Government spokesperson Stéphane Le Foll dubbed the accusation "unacceptable" and called on Fillon to let the legal system do its work.
Disarray in mainstream right ranks
Although Fillon's closest allies denounced a "media lynching", many other right-wingers were reconciled to the idea that another candidate has to be found for the April-May presidential election.
The results of the primary, in which Fillon won a surprise victory on a Mr Clean ticket, are now redundant, Georges Fenech, a supporter of former president Nicolas Sarkozy, said on Wednesday and several other MPs admitted there was panic in the ranks.
Fillon begged them to stay judgement for a fortnight, saying that the investigation's results should be made public by then.
An opinion poll taken after the latest revelations showed him pushed into third place, leaving centrist former economy minister Emmanuel Macron to face the far right's Marine Le Pen in the second, deciding round.
Pay rise for Penelope
The alternate who replaced Fillon as MP when he became labour minister in 2002 was interviewed by investigators on Wednesday.
Marc Joulard, who is now mayor of Sablé-sur-Sarthe and an MEP, has to explain why he continued to employ Fillon's wife, Penelope, who is alleged to have done no work despite being employed as a parliamentary assistant, and even gave her a pay rise in 2007 that meant she took home more than he did.

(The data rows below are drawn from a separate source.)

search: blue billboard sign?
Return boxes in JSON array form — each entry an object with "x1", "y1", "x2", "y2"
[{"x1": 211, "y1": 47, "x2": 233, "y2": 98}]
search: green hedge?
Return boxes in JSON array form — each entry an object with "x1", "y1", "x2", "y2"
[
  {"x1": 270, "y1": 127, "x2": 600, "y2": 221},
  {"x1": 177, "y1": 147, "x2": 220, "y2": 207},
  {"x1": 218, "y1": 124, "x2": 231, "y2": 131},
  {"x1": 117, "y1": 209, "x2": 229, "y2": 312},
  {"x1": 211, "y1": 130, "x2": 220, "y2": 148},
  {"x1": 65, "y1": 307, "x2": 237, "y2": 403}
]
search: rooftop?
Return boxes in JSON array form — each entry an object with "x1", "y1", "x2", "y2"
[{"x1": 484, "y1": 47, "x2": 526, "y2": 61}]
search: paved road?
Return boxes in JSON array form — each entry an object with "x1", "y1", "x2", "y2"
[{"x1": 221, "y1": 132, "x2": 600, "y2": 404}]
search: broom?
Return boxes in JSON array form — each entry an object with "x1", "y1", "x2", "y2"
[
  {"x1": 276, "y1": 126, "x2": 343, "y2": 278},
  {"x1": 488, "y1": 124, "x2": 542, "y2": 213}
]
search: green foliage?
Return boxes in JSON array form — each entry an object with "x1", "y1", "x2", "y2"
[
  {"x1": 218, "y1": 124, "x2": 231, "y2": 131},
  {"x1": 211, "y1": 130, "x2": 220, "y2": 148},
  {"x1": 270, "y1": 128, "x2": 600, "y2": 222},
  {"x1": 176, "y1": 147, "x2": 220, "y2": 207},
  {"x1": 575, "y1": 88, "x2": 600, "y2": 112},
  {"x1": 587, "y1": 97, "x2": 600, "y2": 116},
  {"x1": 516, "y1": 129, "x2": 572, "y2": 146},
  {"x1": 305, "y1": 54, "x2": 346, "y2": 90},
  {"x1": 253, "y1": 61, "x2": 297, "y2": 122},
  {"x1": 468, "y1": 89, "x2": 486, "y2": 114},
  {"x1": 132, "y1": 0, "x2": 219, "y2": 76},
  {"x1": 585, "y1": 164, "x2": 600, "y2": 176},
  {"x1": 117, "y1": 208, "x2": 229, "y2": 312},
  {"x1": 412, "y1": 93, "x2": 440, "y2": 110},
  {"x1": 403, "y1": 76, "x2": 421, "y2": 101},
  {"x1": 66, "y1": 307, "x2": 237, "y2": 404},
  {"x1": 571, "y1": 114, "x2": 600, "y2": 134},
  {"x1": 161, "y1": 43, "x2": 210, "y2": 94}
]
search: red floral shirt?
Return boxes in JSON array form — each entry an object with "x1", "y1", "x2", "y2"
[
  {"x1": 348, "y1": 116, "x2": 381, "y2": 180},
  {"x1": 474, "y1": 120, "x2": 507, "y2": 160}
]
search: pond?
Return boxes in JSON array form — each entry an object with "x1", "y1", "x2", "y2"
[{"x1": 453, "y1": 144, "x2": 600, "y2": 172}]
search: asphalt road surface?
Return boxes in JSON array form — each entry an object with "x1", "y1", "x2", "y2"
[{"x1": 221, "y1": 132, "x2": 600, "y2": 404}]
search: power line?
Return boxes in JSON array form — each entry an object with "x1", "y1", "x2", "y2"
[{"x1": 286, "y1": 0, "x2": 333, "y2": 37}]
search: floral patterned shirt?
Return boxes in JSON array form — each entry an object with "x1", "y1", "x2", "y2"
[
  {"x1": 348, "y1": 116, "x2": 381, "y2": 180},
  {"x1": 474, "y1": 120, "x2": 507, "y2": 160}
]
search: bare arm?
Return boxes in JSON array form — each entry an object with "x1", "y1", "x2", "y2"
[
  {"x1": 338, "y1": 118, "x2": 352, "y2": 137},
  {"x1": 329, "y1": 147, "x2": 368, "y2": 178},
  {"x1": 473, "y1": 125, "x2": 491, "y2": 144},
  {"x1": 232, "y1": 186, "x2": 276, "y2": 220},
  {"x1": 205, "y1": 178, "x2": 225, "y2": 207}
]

Also on Wednesday, Le Monde newspaper and the Mediapart website called on the former prime minister to explain how a consultancy he runs came to earn 757,526 euros between 2012 and 2015, virtually all of the money going into his pocket.

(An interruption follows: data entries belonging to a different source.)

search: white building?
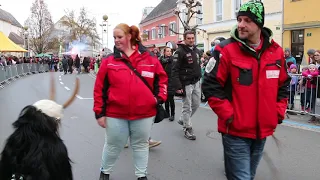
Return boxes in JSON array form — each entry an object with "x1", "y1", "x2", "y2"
[{"x1": 0, "y1": 8, "x2": 25, "y2": 56}]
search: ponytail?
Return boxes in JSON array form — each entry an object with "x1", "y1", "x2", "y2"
[{"x1": 130, "y1": 25, "x2": 141, "y2": 46}]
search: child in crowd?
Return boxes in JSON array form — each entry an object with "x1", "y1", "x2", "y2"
[
  {"x1": 302, "y1": 64, "x2": 319, "y2": 115},
  {"x1": 299, "y1": 67, "x2": 308, "y2": 112},
  {"x1": 288, "y1": 64, "x2": 298, "y2": 111}
]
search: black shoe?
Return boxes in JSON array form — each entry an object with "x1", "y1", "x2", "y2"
[
  {"x1": 169, "y1": 115, "x2": 175, "y2": 121},
  {"x1": 177, "y1": 120, "x2": 184, "y2": 126},
  {"x1": 138, "y1": 177, "x2": 148, "y2": 180},
  {"x1": 184, "y1": 127, "x2": 196, "y2": 140},
  {"x1": 99, "y1": 172, "x2": 110, "y2": 180}
]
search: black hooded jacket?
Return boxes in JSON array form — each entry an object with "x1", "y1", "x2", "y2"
[
  {"x1": 171, "y1": 44, "x2": 202, "y2": 90},
  {"x1": 160, "y1": 55, "x2": 175, "y2": 96}
]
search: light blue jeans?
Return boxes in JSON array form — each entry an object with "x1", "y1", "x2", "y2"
[{"x1": 100, "y1": 116, "x2": 154, "y2": 177}]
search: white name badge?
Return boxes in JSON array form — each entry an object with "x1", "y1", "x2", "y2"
[
  {"x1": 266, "y1": 70, "x2": 280, "y2": 79},
  {"x1": 141, "y1": 71, "x2": 154, "y2": 78}
]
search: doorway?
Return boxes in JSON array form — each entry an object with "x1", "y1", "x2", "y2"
[{"x1": 291, "y1": 29, "x2": 305, "y2": 65}]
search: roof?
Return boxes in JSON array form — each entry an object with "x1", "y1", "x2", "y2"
[
  {"x1": 140, "y1": 0, "x2": 177, "y2": 24},
  {"x1": 8, "y1": 32, "x2": 24, "y2": 45},
  {"x1": 0, "y1": 8, "x2": 23, "y2": 28}
]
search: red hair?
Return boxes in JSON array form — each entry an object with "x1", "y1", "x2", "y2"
[{"x1": 115, "y1": 23, "x2": 141, "y2": 46}]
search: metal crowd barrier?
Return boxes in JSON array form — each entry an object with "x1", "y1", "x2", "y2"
[
  {"x1": 0, "y1": 63, "x2": 49, "y2": 89},
  {"x1": 287, "y1": 74, "x2": 320, "y2": 117}
]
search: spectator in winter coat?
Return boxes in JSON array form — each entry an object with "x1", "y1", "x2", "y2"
[
  {"x1": 160, "y1": 47, "x2": 175, "y2": 121},
  {"x1": 202, "y1": 1, "x2": 290, "y2": 179},
  {"x1": 284, "y1": 48, "x2": 296, "y2": 65},
  {"x1": 307, "y1": 49, "x2": 316, "y2": 64},
  {"x1": 93, "y1": 23, "x2": 167, "y2": 180},
  {"x1": 75, "y1": 55, "x2": 81, "y2": 74},
  {"x1": 302, "y1": 63, "x2": 319, "y2": 122}
]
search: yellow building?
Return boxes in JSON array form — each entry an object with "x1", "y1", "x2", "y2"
[
  {"x1": 283, "y1": 0, "x2": 320, "y2": 65},
  {"x1": 198, "y1": 0, "x2": 283, "y2": 51}
]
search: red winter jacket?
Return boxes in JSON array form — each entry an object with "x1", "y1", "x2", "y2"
[
  {"x1": 202, "y1": 26, "x2": 291, "y2": 139},
  {"x1": 93, "y1": 43, "x2": 168, "y2": 120}
]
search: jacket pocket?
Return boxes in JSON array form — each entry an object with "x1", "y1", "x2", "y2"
[
  {"x1": 231, "y1": 61, "x2": 253, "y2": 86},
  {"x1": 107, "y1": 65, "x2": 129, "y2": 84}
]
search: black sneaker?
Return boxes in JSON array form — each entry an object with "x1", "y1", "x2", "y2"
[
  {"x1": 169, "y1": 115, "x2": 175, "y2": 121},
  {"x1": 177, "y1": 120, "x2": 184, "y2": 126},
  {"x1": 184, "y1": 127, "x2": 196, "y2": 140},
  {"x1": 138, "y1": 177, "x2": 148, "y2": 180},
  {"x1": 99, "y1": 172, "x2": 110, "y2": 180}
]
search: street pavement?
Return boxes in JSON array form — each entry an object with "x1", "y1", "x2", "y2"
[{"x1": 1, "y1": 72, "x2": 320, "y2": 180}]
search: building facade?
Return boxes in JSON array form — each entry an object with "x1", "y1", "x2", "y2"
[
  {"x1": 0, "y1": 8, "x2": 25, "y2": 56},
  {"x1": 139, "y1": 0, "x2": 179, "y2": 52},
  {"x1": 198, "y1": 0, "x2": 283, "y2": 51},
  {"x1": 283, "y1": 0, "x2": 319, "y2": 65}
]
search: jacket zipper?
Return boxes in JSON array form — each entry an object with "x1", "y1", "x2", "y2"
[{"x1": 256, "y1": 52, "x2": 262, "y2": 140}]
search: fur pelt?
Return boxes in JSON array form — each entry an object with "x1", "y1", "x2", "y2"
[{"x1": 0, "y1": 105, "x2": 73, "y2": 180}]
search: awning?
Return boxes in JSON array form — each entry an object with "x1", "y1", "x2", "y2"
[{"x1": 0, "y1": 31, "x2": 27, "y2": 52}]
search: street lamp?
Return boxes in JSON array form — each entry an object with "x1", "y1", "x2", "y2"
[
  {"x1": 100, "y1": 15, "x2": 111, "y2": 51},
  {"x1": 23, "y1": 26, "x2": 29, "y2": 57}
]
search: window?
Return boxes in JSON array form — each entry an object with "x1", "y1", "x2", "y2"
[
  {"x1": 196, "y1": 5, "x2": 203, "y2": 25},
  {"x1": 181, "y1": 9, "x2": 187, "y2": 24},
  {"x1": 215, "y1": 0, "x2": 223, "y2": 21},
  {"x1": 151, "y1": 28, "x2": 156, "y2": 39},
  {"x1": 233, "y1": 0, "x2": 242, "y2": 18},
  {"x1": 158, "y1": 25, "x2": 166, "y2": 38},
  {"x1": 169, "y1": 22, "x2": 177, "y2": 35}
]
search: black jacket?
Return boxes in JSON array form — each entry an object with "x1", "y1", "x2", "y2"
[
  {"x1": 160, "y1": 55, "x2": 175, "y2": 96},
  {"x1": 171, "y1": 44, "x2": 202, "y2": 90}
]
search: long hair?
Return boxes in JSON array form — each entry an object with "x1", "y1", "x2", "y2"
[
  {"x1": 0, "y1": 105, "x2": 73, "y2": 180},
  {"x1": 115, "y1": 23, "x2": 141, "y2": 47}
]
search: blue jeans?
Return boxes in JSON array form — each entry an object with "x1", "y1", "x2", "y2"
[
  {"x1": 222, "y1": 134, "x2": 266, "y2": 180},
  {"x1": 100, "y1": 116, "x2": 154, "y2": 178}
]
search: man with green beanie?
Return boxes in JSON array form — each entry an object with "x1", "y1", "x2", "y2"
[{"x1": 202, "y1": 1, "x2": 290, "y2": 179}]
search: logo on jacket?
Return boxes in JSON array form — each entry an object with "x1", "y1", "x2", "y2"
[
  {"x1": 141, "y1": 71, "x2": 154, "y2": 78},
  {"x1": 205, "y1": 57, "x2": 217, "y2": 73},
  {"x1": 266, "y1": 70, "x2": 280, "y2": 79}
]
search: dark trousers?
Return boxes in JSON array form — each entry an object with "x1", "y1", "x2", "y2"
[
  {"x1": 222, "y1": 134, "x2": 266, "y2": 180},
  {"x1": 165, "y1": 95, "x2": 175, "y2": 116}
]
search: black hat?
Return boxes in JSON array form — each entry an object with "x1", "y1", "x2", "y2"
[{"x1": 237, "y1": 0, "x2": 265, "y2": 28}]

Fillon set up 2F Conseil on leaving office in 2012, just 13 days before returning to parliament, thus dodging a ban on MPs setting up consultancies during their mandate.

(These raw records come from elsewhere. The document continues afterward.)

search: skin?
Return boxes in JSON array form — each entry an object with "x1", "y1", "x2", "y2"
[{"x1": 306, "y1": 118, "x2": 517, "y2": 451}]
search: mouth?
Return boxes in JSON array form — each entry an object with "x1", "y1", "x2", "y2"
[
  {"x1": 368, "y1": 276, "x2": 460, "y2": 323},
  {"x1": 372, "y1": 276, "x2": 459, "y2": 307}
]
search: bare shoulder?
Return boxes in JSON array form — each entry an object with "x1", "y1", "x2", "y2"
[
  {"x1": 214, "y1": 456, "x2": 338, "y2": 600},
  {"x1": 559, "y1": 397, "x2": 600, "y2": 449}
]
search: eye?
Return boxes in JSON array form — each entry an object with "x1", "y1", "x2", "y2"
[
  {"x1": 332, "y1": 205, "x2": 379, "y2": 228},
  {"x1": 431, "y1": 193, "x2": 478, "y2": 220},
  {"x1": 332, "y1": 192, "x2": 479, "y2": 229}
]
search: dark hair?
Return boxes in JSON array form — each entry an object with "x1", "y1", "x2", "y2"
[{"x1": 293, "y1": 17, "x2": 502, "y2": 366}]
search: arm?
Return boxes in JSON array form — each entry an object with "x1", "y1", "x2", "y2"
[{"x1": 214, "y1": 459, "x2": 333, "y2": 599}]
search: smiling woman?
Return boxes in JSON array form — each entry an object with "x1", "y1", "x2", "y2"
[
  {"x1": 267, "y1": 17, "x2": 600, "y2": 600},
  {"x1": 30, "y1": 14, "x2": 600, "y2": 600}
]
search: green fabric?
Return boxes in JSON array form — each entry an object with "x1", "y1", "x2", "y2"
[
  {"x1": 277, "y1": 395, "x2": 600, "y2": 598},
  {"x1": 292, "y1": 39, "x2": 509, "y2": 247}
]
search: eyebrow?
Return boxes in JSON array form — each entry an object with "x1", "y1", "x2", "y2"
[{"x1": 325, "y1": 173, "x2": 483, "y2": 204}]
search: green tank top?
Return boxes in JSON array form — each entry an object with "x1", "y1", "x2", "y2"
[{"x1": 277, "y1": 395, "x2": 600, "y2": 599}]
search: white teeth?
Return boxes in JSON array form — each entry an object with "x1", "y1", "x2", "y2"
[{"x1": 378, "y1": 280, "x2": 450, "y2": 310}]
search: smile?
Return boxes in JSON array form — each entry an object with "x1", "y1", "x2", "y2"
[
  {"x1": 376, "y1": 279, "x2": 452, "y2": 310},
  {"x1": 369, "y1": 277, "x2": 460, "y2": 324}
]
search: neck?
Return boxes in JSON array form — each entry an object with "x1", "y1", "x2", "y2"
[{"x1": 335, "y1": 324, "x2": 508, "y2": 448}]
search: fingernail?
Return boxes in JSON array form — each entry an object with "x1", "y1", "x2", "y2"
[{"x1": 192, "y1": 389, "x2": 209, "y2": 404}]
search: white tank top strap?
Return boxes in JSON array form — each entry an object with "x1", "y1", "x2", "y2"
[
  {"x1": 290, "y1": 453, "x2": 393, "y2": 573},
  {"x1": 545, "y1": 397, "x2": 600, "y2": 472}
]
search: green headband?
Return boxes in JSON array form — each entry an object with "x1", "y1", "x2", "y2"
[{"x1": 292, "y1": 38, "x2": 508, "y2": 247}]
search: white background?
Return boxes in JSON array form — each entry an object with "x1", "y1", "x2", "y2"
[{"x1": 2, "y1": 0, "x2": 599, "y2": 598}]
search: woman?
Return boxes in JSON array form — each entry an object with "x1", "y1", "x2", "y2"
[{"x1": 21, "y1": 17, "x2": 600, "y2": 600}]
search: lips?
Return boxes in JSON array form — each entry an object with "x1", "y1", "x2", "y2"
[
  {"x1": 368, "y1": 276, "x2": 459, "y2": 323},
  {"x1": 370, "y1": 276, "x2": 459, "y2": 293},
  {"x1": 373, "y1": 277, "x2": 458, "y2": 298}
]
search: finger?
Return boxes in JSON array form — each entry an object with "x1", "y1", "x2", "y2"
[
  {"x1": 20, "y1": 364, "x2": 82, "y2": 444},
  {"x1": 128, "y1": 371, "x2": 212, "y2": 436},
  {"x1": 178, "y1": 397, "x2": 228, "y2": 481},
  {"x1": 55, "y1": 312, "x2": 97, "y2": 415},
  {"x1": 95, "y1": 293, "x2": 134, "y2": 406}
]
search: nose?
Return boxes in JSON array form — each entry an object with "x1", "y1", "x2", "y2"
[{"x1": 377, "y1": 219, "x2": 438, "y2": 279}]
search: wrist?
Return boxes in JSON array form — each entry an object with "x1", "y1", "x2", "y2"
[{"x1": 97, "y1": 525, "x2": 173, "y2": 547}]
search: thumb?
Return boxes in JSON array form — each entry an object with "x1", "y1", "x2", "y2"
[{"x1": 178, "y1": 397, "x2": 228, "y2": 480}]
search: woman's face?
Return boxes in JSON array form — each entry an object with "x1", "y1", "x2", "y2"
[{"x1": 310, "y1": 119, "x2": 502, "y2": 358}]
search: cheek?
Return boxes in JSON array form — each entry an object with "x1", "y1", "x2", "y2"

Its turnover since then has been 1,015 million euros, Le Monde reports, and most of its profits are paid into Fillon's bank account.
But, apart from 40-60,000 euros from a company run by René Ricol, who worked for the government while Fillon was prime minister, the sources of the money are unclear.
The media want to know whether any foreign governments paid him as a consultant, pointing to visits he made to Lebanon, Kazakhstan, whose relations with certain French politicians have come under scrutiny in the Kazakhagate affair, and Russia.
Fillon has called for the European Union to end sanctions against Russia and praised its role in the Syrian conflict.
"François Fillon works for no foreign government and no foreign company," declared his PR respresentative Anne Méaux.
On Wednesday Fillon called off visits to Lebanon and Iraq, planned for this weekend, saying he wanted to "stay in contact with his troops and the French people".